Project management guidance is found in PRojects IN Controlled Environments (PRINCE2®) and the Project Management Body of Knowledge (PMBOK).
Details of the above publications can be found at:
11.11ORGANIZATIONAL CHANGE
The organizational aspects of IT change need to be considered to ensure that changes are successful. Kotter’s eight steps for organizational change (www.johnkotter.com) are referenced in ITIL Service Transition and ITIL Continual Service Improvement (Cabinet Office, 2011). See section on further guidance for details.
11.12SKILLS FRAMEWORK FOR THE INFORMATION AGE
Skills Framework for the Information Age (SFIA) provides a common framework for IT skills. This supports job standardization, skills audits and skills planning exercises.

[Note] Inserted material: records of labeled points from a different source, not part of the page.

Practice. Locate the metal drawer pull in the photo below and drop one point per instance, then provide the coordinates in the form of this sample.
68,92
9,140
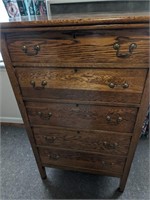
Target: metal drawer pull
54,156
36,49
45,116
111,85
110,145
124,55
43,84
105,164
50,139
124,85
32,83
117,120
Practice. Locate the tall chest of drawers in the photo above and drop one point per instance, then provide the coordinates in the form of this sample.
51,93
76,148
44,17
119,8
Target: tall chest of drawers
82,88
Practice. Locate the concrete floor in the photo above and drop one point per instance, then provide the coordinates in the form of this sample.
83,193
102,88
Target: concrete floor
20,178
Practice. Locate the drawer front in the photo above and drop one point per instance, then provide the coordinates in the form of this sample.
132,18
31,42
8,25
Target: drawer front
91,117
94,141
116,85
89,47
82,160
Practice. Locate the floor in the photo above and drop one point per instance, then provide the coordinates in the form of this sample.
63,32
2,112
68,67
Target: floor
20,178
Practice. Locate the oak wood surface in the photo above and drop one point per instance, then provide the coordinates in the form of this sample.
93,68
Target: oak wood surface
77,19
82,84
82,160
83,140
16,89
75,119
84,46
137,130
82,116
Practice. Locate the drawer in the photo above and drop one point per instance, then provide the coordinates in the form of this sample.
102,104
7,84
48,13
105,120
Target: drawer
115,85
94,141
80,47
91,117
82,160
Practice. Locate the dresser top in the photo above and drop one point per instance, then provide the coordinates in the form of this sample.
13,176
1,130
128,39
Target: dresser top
76,19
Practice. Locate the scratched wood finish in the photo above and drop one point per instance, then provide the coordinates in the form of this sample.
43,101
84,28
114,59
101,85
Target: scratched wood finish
82,160
77,19
82,116
78,42
82,84
92,141
80,46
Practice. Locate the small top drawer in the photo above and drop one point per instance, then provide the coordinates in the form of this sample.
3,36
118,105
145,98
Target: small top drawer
90,47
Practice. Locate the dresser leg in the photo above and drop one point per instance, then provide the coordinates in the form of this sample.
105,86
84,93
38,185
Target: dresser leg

SFIA is a two-dimensional matrix showing areas of work and levels of responsibility. Further information can be found at www.sfia-online.org
11.13CARNEGIE MELLON: CMMI AND eSCM FRAMEWORKS
The Capability Maturity Model Integration (CMMI) is a process improvement approach applicable to projects, divisions or entire organizations.
The eSourcing Capability Model for Service Providers (eSCM-SP) is a framework to improve the relationship between IT service providers and customers.
SCAMPI assessments can be carried out against CMMI-Standard CMMI Appraisal Method for Process Improvement. More information can be found at www.cmmiinstitute.com
11.14BALANCED SCORECARD
The balanced scorecard approach to strategic management was developed by Drs Robert Kaplan and David Norton. It views an organization from four perspectives to balance out the financial perspective which drives many decisions. The perspectives are:
- Learning and growth
- Business process
- Customer
- Financial.
The scorecard can be applied to IT quality performance and service operation performance. More information can be found at www.scorecardsupport.com
Six Sigma is a data-driven process improvement approach. It identifies defects that lead to improvement opportunities. Six Sigma tries to reduce process variation. It has two primary sub-methodologies:
- DMAIC – define, measure, analyse, improve, control
- DMADV – define, measure, analyse, design, verify.
Further information can be found online, including Six Sigma overviews and training.